Lactancia materna exclusiva: las cifras muestran que todavía tenemos mucho por hacer

Cada año, durante la Semana Mundial de la Lactancia Materna, miles de profesionales compartimos información para recordar algo que la ciencia lleva décadas demostrando: la lactancia materna salva vidas.

Pero más allá de los mensajes en redes sociales, existe una pregunta importante:

¿Realmente estamos logrando que más bebés reciban lactancia materna exclusiva?

La respuesta es alentadora, pero todavía insuficiente.

Hoy conocemos mucho más sobre lactancia que hace veinte años. Existen mejores investigaciones, más profesionales capacitados y mayor interés por parte de las familias. Sin embargo, millones de bebés siguen dejando de recibir leche materna antes de los seis meses, muchas veces no porque sus madres no quieran amamantar, sino porque nunca recibieron el apoyo que necesitaban.

Eso significa que el problema no está solamente en la mamá. Está en el sistema que la rodea, de esto hemos hablado muchas veces.

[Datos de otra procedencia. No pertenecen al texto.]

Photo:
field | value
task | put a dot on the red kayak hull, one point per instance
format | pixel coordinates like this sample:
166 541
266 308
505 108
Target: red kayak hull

¿Qué es la lactancia materna exclusiva?

La Organización Mundial de la Salud recomienda que todos los bebés reciban lactancia materna exclusiva durante los primeros seis meses de vida.

Esto significa que el bebé recibe únicamente leche materna, sin agua, jugos, fórmulas, infusiones ni otros alimentos, salvo medicamentos o vitaminas cuando sean indicados por su pediatra.

La evidencia científica demuestra que esta práctica disminuye el riesgo de:

  • Infecciones respiratorias
  • Diarrea
  • Hospitalizaciones
  • Muerte subita del lactante
  • Obesidad en etapas posteriores
  • Diabetes tipo 2
  • Algunas enfermedades crónicas

Para las madres también existen beneficios ampliamente demostrados, entre ellos una menor probabilidad de desarrollar cáncer de mama, cáncer de ovario y diabetes tipo 2.

¿Cómo va el mundo?

La buena noticia es que cada vez más bebés reciben lactancia materna exclusiva.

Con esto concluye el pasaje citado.